Researchers from UCLA have developed a SLA-based bioprinter that is able to create therapeutic biomaterials from multiple materials. This advancement could potentially be used for on-demand printing of complex artificial tissues for use in transplants and other surgeries.
Body tissues are highly complex and made of various different cell types, and this makes it a notoriously challenging thing to recreate in the laboratory. But advancements in bioprinting technology is helping to dissolve the difficulty that researchers have faced for years. The latest example of how 3D printing is changing the medical landscape comes from the University of California, Los Angeles.
A research team led by Ali Khademhosseini, a bioengineering professor at UCLA, has developed a new technique to 3D print more complex and therapeutic biomaterials from a range of ink-based materials. The development could signal a significant step towards enhancing on-demand access to bio-tissues for transplants and other surgical procedures.

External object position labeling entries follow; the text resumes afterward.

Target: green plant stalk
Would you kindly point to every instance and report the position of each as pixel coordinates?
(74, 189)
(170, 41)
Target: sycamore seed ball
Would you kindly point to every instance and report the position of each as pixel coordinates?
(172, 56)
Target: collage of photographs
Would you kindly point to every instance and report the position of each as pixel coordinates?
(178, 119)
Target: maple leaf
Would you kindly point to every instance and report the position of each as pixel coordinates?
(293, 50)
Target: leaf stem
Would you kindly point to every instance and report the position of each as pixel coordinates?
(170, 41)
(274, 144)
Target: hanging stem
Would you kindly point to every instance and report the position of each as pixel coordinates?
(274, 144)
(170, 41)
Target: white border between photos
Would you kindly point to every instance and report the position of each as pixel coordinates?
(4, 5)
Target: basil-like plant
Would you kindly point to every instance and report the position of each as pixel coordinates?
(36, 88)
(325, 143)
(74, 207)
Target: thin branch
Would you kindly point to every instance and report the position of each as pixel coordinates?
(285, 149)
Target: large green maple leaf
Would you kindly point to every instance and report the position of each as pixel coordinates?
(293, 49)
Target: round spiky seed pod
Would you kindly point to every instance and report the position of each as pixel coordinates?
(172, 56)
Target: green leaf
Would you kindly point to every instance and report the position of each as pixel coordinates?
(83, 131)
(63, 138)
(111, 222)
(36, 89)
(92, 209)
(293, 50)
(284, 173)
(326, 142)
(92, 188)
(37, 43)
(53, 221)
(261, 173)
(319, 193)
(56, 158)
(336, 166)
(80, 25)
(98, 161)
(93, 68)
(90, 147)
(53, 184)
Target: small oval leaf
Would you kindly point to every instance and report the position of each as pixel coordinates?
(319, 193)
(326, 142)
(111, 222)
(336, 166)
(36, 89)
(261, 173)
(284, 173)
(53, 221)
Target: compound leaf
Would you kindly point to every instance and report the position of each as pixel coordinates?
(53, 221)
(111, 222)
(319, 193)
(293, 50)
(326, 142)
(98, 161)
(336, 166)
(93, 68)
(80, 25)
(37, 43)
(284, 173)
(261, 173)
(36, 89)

“Tissues are wonderfully complex structures, so to engineer artificial versions of them that function properly, we have to recreate their complexity,” said Khademhosseini. “Our new approach offers a way to build complex biocompatible structures made from different materials.”
The research consists of using an adapted stereolithography (SLA) 3D printer to recreate the complexities of actual tissues in a body which often consist of multiple cell types. Khademhosseini’s team is reportedly the first to utilize multi-material SLA technology for such a bioprinting application.
New Stereolithography Bioprinting Technique Can Recreate Muscle-like Tissues
The modified 3D printer consists of a custom microfluidic chip with numerous inlets to print various materials. It also has a digital micromirror, which is an assembly of millions of small mirrors that can move independently.
To grow the tissues, his team is using various hydrogel-based materials. The micromirrors are being employed to manipulate the light that hits the surface with illuminated areas, indicating the outline of the soon-to-be-3D printed object.
This light source also activates the bonding of the molecular materials to ensure that a solid material is formed from the gel. With each step, the micromirrors change shape to direct light to the next area that will be printed. Although the researchers used four types of bio-inks in their demonstration device, they state that as many inks as necessary could be added.
At first, the research team used the process to produce simple shapes like pyramids. They eventually progressed to complex 3D structures that were able to mimic muscle tissues and muscle-skeleton connective tissues.
During testing, the team was also able to recreate muscle-like tissue as well as tumors and blood vessels, which could potentially be used as biological models to study cancer. Furthermore, they’ve already implanted these bioprinted structures into rodents to test their viability, and found that the tissues were not rejected by the hosts.
This development also highlights another important area for bioprinted tissues: research. Indeed, by being able to 3D print organs and even cancerous tissues on-demand, researchers will be able to enhance their findings and develop better medical solutions for those in need.
The final study, entitled “Microfluidics‐Enabled Multimaterial Maskless Stereolithographic Bioprinting”, was recently published in Advanced Materials.